Se calcula que queda un centenar de pulcatas en la capital. De ellas, una veintena son reconocidas oficialmente como tradicionales, casi todas en el Centro. Las hay semiclandestinas, y también un número indeterminado de expendios caseros, sobre todo en áreas semirrurales como Xochimilco, Tláhuac y Cuajimalpa. De hecho, la producción de la proverbial bebida dentro de la Ciudad de México se limita a Milpa Alta y Cuajimalpa, alcaldías que no surten a las pulquerías urbanas, cuyos caldos proceden de Hidalgo y el estado de México.

Plebeyo entre las tres bebidas nacionales, a diferencia del tequila, boyante industria de exportación lujosa, y del mezcal devenido moda hip y nuevo mito ancestral, el mucho más antiguo, indígena y popular pulque va a la baja y, moditas más o menos, tiende a desaparecer. La historia de siempre.

Producto del Agave salmiana que caracteriza el paisaje del altiplano y más allá de la Cuenca de México, ha sido cultivado y consumido durante siglos en el centro de la República por nahuas y otomíes. Sigue muy presente en buena parte de las áreas rurales de Hidalgo, Tlaxcala y estado de México, prácticamente desapareció de Morelos y aún se produce en ciertas partes de Puebla y de la Ciudad de México; también dejó de estar presente en Jalisco, Michoacán y Guerrero. Lo rodean mitos prehispánicos, virreinales y modernos, chismes y hallazgos científicos, un culto folclorizante y cierto respeto cultural.

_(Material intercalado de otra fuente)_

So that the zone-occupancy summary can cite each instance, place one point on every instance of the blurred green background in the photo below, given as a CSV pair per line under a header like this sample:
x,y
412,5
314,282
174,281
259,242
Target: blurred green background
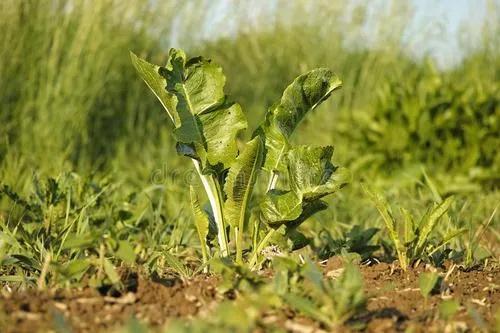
x,y
418,116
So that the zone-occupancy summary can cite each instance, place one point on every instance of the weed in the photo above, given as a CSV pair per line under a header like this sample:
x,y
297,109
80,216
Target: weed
x,y
206,125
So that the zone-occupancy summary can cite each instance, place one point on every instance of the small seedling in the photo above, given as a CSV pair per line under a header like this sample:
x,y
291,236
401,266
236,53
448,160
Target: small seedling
x,y
331,302
414,243
206,125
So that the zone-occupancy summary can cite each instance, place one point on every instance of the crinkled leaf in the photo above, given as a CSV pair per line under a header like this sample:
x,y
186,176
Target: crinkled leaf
x,y
240,181
220,129
312,174
206,125
157,83
300,97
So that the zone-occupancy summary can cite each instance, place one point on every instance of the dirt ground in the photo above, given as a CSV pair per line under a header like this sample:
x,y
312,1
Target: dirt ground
x,y
396,304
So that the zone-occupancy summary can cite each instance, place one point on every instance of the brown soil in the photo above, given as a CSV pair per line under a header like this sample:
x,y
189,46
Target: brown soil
x,y
396,304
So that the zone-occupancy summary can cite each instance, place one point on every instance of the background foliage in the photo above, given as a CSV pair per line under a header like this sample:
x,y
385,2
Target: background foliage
x,y
72,108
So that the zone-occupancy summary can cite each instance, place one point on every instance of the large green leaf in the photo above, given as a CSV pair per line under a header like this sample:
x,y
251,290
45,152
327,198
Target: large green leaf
x,y
312,174
302,96
240,182
206,124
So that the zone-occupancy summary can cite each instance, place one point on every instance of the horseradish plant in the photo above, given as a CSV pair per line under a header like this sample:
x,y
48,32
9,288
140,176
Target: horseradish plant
x,y
206,127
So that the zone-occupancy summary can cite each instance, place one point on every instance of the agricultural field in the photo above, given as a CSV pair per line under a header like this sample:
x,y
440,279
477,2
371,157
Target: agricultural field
x,y
212,166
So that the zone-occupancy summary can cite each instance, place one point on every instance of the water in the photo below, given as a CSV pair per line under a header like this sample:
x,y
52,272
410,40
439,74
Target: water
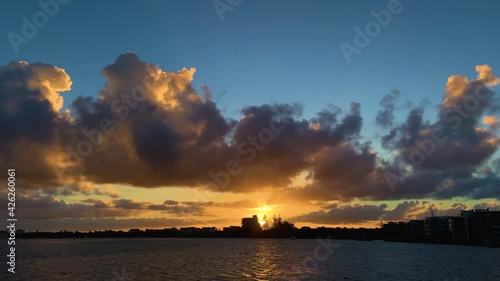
x,y
249,259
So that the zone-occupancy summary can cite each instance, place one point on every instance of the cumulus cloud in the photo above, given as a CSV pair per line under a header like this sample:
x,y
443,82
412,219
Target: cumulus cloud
x,y
151,128
404,211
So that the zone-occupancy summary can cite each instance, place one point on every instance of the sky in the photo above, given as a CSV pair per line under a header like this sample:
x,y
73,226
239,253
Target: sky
x,y
339,129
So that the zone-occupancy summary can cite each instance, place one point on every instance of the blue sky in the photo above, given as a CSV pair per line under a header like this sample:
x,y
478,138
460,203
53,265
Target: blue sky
x,y
266,51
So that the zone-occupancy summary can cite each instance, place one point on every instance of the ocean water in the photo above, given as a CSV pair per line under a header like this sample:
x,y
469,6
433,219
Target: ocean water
x,y
249,259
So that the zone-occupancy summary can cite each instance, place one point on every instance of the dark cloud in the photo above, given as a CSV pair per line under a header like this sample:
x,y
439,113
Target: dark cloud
x,y
151,128
359,214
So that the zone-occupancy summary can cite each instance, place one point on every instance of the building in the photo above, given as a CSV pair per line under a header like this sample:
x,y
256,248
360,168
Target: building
x,y
482,226
251,226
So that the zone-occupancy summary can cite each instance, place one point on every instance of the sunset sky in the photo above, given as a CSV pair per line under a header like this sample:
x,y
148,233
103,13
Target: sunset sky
x,y
128,114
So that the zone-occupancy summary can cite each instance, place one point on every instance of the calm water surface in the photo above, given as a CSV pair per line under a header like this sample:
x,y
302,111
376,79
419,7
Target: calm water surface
x,y
249,259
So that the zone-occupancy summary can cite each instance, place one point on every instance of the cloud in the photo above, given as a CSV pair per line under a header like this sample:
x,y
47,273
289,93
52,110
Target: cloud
x,y
359,214
151,128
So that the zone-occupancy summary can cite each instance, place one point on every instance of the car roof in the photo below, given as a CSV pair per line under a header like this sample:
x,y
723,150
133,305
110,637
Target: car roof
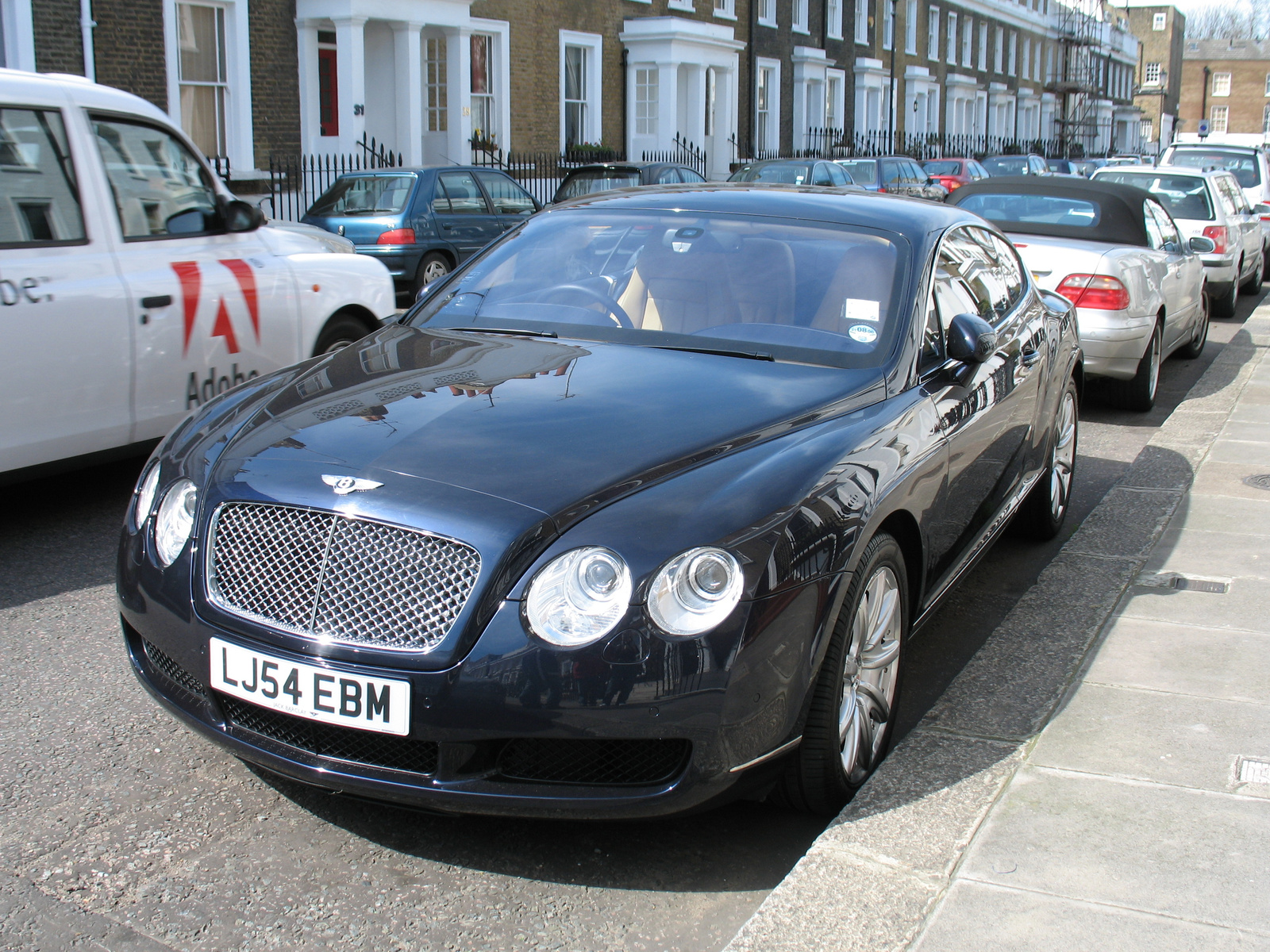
x,y
906,216
1121,221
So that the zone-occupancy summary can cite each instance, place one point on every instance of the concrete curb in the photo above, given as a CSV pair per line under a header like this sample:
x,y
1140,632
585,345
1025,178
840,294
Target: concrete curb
x,y
876,873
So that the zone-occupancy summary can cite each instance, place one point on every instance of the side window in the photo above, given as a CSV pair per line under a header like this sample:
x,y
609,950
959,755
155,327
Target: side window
x,y
38,190
160,190
464,194
507,196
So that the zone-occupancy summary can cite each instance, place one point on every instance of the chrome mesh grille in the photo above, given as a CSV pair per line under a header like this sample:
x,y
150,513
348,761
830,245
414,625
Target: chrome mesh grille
x,y
325,575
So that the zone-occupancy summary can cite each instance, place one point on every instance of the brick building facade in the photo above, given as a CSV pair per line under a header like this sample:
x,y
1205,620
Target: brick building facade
x,y
1227,83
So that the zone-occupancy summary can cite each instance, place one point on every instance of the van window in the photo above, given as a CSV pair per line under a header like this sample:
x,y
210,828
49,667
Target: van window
x,y
160,190
38,192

Cuenta el pulque con números especiales de gran calidad en Artes de México y Arquelogía Mexicana. Está en las obras de divulgación de Rius y fue tema continuo en La familia Burrón. Prestigios no le faltan. Tampoco anatemas. De Bernardino de Sahagún (es una tempestad infernal que trae consigo todos los males juntos) y Sigüenza y Góngora (detestable, causa y origen de tanto daño) a nuestros días, ha tenido furibundos detractores civiles y eclesiásticos. Manuel Payno fue especialista, y madame Calderón de la Barca una aficionada ferviente. El doctor Balmis admiró sus propiedades curativas. Útil recopilación de citas y referencias se encuentra en Un pulque literario, de Rafael Olea Franco (Colegio de México, 2020, 337 pp.), antología comentada a la sombra de las pencas de maguey.

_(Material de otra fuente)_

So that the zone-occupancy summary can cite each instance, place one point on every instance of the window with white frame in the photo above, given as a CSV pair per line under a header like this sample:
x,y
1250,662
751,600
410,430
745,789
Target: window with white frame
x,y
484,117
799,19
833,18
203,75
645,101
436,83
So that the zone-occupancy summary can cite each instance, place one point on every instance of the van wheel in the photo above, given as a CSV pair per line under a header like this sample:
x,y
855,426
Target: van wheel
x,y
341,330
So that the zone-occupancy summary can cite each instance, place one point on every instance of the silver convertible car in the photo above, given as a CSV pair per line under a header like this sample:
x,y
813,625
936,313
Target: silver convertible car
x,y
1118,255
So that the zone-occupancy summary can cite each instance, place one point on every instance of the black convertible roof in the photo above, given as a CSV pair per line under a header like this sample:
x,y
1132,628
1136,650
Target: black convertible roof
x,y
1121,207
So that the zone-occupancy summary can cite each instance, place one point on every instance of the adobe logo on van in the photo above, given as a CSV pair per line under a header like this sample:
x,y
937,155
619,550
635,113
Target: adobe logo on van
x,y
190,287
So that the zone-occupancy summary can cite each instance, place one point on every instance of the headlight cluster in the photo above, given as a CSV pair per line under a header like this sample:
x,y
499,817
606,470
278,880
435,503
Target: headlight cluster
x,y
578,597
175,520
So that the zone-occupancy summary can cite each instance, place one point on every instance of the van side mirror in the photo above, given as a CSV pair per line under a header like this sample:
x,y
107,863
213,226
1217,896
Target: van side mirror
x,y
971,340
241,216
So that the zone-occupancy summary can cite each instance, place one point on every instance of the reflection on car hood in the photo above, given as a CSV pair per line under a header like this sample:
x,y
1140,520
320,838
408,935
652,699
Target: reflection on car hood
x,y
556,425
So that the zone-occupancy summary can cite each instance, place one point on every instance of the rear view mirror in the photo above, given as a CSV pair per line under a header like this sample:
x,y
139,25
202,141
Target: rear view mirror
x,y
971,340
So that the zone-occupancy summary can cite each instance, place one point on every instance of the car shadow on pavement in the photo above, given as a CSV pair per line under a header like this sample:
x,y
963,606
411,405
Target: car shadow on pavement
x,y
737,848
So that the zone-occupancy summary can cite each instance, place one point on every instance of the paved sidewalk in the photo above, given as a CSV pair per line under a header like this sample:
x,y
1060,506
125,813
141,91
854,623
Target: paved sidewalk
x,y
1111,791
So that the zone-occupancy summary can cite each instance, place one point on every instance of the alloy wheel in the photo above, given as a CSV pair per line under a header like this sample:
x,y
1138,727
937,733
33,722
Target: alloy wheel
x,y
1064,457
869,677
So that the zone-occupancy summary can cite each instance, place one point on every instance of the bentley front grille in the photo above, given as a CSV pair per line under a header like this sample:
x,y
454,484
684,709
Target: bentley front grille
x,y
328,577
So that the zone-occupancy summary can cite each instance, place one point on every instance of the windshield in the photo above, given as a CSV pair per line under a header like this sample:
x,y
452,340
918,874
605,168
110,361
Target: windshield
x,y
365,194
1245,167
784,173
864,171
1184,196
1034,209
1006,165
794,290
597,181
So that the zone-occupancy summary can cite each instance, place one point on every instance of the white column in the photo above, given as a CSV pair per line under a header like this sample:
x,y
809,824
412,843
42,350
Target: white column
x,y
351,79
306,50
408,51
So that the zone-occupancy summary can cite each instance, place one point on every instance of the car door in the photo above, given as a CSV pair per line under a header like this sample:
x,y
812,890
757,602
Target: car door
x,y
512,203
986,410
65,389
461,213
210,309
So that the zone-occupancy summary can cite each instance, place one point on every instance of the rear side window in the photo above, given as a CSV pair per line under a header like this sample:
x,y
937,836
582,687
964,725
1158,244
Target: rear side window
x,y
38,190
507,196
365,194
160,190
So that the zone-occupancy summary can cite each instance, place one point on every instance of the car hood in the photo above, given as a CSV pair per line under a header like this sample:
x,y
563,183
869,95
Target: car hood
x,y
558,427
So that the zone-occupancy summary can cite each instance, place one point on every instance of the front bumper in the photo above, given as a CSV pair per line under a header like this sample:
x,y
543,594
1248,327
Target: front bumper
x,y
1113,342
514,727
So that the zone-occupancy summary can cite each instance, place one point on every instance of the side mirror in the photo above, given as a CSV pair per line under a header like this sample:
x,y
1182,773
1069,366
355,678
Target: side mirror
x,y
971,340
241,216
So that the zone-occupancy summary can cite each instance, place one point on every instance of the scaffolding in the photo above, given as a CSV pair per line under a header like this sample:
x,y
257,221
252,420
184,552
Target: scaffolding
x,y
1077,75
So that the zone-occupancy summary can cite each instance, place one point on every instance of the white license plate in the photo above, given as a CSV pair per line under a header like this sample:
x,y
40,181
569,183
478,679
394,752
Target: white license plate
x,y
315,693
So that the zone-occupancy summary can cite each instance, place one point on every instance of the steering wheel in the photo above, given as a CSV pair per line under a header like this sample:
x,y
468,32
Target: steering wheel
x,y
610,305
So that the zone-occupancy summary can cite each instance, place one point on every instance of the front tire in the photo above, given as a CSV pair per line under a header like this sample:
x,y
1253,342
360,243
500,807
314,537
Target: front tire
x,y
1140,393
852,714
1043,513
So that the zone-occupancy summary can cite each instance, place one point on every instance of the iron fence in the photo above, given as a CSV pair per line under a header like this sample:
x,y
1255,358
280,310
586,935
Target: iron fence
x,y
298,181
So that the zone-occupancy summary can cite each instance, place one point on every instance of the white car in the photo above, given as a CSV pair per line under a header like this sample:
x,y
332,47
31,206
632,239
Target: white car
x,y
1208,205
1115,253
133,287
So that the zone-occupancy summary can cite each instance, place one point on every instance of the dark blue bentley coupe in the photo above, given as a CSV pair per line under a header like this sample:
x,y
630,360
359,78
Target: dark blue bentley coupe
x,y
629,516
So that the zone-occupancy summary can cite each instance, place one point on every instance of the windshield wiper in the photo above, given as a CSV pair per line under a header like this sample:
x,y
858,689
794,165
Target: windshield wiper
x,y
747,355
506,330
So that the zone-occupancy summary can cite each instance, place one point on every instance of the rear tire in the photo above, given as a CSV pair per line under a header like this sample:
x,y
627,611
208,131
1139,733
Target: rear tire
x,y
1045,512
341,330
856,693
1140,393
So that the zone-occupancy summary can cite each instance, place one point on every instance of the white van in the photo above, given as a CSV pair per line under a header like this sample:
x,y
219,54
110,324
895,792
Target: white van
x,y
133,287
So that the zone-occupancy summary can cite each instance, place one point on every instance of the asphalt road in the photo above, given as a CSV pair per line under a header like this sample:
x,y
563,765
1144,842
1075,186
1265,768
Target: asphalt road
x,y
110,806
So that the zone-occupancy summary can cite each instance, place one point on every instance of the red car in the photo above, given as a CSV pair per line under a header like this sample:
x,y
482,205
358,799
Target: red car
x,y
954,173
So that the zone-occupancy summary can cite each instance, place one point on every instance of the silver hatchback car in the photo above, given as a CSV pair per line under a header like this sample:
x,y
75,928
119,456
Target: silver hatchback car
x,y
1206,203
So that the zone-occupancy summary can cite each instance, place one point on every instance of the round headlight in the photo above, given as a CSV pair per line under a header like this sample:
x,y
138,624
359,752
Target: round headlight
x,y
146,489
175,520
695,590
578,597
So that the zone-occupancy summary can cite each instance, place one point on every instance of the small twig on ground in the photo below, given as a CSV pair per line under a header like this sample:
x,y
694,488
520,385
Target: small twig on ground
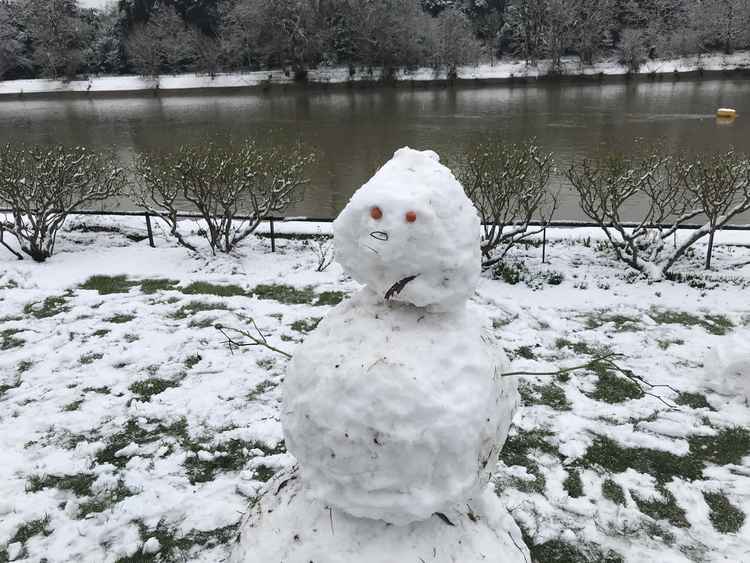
x,y
607,361
257,339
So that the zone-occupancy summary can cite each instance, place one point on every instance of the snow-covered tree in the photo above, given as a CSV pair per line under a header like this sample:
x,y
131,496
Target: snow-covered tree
x,y
452,42
163,44
54,29
13,55
42,186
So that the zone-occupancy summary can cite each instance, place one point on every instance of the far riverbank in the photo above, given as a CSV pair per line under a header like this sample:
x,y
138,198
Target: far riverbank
x,y
503,71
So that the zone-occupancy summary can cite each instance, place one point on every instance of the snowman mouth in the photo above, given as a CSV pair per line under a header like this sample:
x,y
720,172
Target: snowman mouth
x,y
399,286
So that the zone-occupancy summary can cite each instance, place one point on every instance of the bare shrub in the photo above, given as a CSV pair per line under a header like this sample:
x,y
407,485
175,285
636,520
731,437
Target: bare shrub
x,y
233,188
673,190
43,185
322,247
720,186
509,184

El poder ha sido ambivalente ante la bebida: la persigue y lucra con ella. Podía ser degustada por las clases altas, pero siempre les resultó plebeya y hasta asquerosa. También creó inmensas fortunas en el siglo XIX; los hacendados pulqueros serían los príncipes del porfiriato, cuando el ferrocarril sustituyó a los odres de cochino a lomo de burro como surtidor de barriles para la capital. Al modo de Elektra y Coppel, los hacendados se hicieron riquísimos vendiéndole al pobre. Negado por la pedagogía del régimen posrevolucionario como símbolo de la explotación, pronto se recuperó, ya sin su asociación con la burguesía hacendada, como producto de los campesinos, compañero ineludible de la salsa, la tortilla y uno que otro chicharrón.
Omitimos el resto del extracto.